综合设计——多源异构数据采集与融合应用综合实践
- 作业的基本信息
- 自己分工
  - 文心一言插件番剧信息获取功能
  - 多模态功能之图像目标识别与视频类别判别

综合设计——多源异构数据采集与融合应用综合实践

作业的基本信息

这个项目属于哪个课程	数据采集与融合技术
组名、项目简介	<组名、项目需求、项目目标、项目开展技术路线>
团队成员学号	<写上团队所有成员学号>
这个项目的目标	<写上具体方面>
其他参考文献	...

自己分工

文心一言插件番剧信息获取功能

通过爬虫爬取相关番剧网站的番剧更新信息，并结合百度千帆的ERNIE-Bot大模型对文本进行处理。进而为用户提供最新的番剧更新信息，使文心一言对数据信息的获取更具有实时性。
其中，爬取番剧的信息采用的是抓包的方式，具体如下：

import requests

def get_today_anime_info():
    url = "https://api.bilibili.com/pgc/web/timeline?types=1&before=6&after=6"
    headers = {
        "User-Agent": "Mozilla/5.0 (Windows NT 10.0; Win64; x64) AppleWebKit/537.36 (KHTML, like Gecko) Chrome/117.0.0.0 Safari/537.36 Edg/117.0.2045.31"
    }
    response = requests.get(url=url, headers=headers)
    data_json = response.json()

    today_anime_info = ""
    # 爬取当天的新番
    for day_dic in data_json["result"]:
        if day_dic["is_today"] == 1:
            for episode in day_dic["episodes"]:
                title = episode["title"]
                pub_index = episode["pub_index"]
                pub_time = episode["pub_time"]
                today_anime_info += f"番剧名：{title}, 更新进度：{pub_index}, 更新时间：{pub_time}\n"
    return today_anime_info

Gitee文件夹链接：
https://gitee.com/zheng-wanling/crawl_project/blob/master/综合设计——多源异构数据采集与融合应用综合实践/shiwen_fzu.zip

多模态功能之图像目标识别与视频类别判别

首先先对相关数据集进行训练，使模型可以识别20类的目标，然后再对模型进行进一步的拓展。
其中，第一次训练的20类模型具体如下：

dict = {1:'aeroplane',    2:'bicycle', 3:'bird',   4:'boat',       5:'bottle',
        6:'bus',          7:'car',     8:'cat',    9:'chair',      10:'cow',
        11:'diningTable', 12:'dog',    13:'horse', 14:'motorbike', 15:'person',
        16:'pottedPlant', 17:'sheep',  18:'sofa',  19:'train',     20:'TV'}

对数据集进行预处理：

# TensorFlow session
gpu_options = tf.GPUOptions(allow_growth=True)
config = tf.ConfigProto(log_device_placement=False, gpu_options=gpu_options)
isess = tf.InteractiveSession(config=config)

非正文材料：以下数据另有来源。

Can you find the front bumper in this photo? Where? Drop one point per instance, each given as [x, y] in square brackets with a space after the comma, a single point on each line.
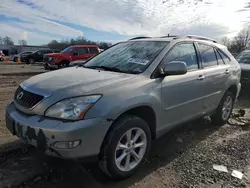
[43, 133]
[49, 65]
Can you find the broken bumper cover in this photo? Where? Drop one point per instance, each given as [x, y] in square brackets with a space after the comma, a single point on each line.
[45, 133]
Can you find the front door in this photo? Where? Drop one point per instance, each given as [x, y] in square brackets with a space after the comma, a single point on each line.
[182, 94]
[80, 54]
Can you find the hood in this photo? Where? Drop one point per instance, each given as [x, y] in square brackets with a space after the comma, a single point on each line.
[73, 81]
[53, 54]
[245, 66]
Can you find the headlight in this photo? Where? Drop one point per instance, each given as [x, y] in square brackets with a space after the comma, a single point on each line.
[73, 108]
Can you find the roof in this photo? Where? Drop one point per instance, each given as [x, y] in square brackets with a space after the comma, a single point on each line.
[84, 45]
[179, 38]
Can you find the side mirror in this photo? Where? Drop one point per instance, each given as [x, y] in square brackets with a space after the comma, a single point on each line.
[174, 68]
[75, 53]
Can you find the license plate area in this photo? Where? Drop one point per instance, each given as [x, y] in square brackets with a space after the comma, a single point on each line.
[18, 129]
[10, 123]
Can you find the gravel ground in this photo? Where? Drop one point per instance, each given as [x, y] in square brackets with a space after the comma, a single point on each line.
[184, 157]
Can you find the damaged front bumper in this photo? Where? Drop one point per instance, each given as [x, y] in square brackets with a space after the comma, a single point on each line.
[76, 139]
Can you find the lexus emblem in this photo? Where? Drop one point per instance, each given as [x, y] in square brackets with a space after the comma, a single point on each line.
[19, 96]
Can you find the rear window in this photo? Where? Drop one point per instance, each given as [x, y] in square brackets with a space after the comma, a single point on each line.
[93, 50]
[225, 58]
[207, 55]
[219, 58]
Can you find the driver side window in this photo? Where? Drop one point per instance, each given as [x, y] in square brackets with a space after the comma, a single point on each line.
[41, 53]
[81, 51]
[184, 52]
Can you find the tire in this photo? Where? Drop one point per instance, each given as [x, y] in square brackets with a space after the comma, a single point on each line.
[63, 64]
[218, 118]
[109, 151]
[31, 61]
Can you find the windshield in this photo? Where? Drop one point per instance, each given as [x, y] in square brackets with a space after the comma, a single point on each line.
[67, 50]
[128, 57]
[244, 57]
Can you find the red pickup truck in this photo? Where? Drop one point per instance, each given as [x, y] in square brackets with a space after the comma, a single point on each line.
[72, 53]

l_VOC_CLASS = ['aeroplane', 'bicycle', 'bird', 'boat', 'bottle',
               'bus', 'car', 'cat', 'chair', 'cow',
               'diningTable', 'dog', 'horse', 'motorbike', 'person',
               'pottedPlant', 'sheep', 'sofa', 'train', 'TV']

# 定义数据格式，设置占位符
net_shape = (300, 300)
# 预处理，以Tensorflow backend, 将输入图片大小改成 300x300，作为下一步输入
img_input = tf.placeholder(tf.uint8, shape=(None, None, 3))
# 输入图像的通道排列形式，'NHWC'表示 [batch_size,height,width,channel]
data_format = 'NHWC'

# 数据预处理，将img_input输入的图像resize为300大小，labels_pre,bboxes_pre,bbox_img待解析
image_pre, labels_pre, bboxes_pre, bbox_img = ssd_vgg_preprocessing.preprocess_for_eval(
    img_input, None, None, net_shape, data_format,
    resize=ssd_vgg_preprocessing.Resize.WARP_RESIZE)
# 拓展为4维变量用于输入
image_4d = tf.expand_dims(image_pre, 0)

接着我们要定义对应的SSD模型，以便进行目标检测：

# 定义SSD模型
# 是否复用，目前我们没有在训练所以为None
reuse = True if 'ssd_net' in locals() else None
# 调出基于VGG神经网络的SSD模型对象，注意这是一个自定义类对象
ssd_net = ssd_vgg_300.SSDNet()
# 得到预测类和预测坐标的Tensor对象，这两个就是神经网络模型的计算流程
with slim.arg_scope(ssd_net.arg_scope(data_format=data_format)):
    predictions, localisations, _, _ = ssd_net.net(image_4d, is_training=False, reuse=reuse)

# 导入官方给出的 SSD 模型参数
ckpt_filename = '../checkpoints/ssd_300_vgg.ckpt'
# ckpt_filename = '../checkpoints/VGG_VOC0712_SSD_300x300_ft_iter_120000.ckpt'
isess.run(tf.global_variables_initializer())
saver = tf.train.Saver()
saver.restore(isess, ckpt_filename)

然后开始具体的模型训练和测试：

ssd_anchors = ssd_net.anchors(net_shape)


# 加载辅助作图函数
def colors_subselect(colors, num_classes=21):
    dt = len(colors) // num_classes
    sub_colors = []
    for i in range(num_classes):
        color = colors[i * dt]
        if isinstance(color[0], float):
            sub_colors.append([int(c * 255) for c in color])
        else:
            sub_colors.append([c for c in color])
    return sub_colors


def bboxes_draw_on_img(img, classes, scores, bboxes, colors, thickness=2):
    shape = img.shape
    for i in range(bboxes.shape[0]):
        bbox = bboxes[i]
        color = colors[classes[i]]
        # Draw bounding box...
        p1 = (int(bbox[0] * shape[0]), int(bbox[1] * shape[1]))
        p2 = (int(bbox[2] * shape[0]), int(bbox[3] * shape[1]))
        cv2.rectangle(img, p1[::-1], p2[::-1], color, thickness)
        # Draw text...
        s = '%s/%.3f' % (l_VOC_CLASS[int(classes[i]) - 1], scores[i])
        p1 = (p1[0] - 5, p1[1])
        # cv2.putText(img, s, p1[::-1], cv2.FONT_HERSHEY_DUPLEX, 1.5, color, 3)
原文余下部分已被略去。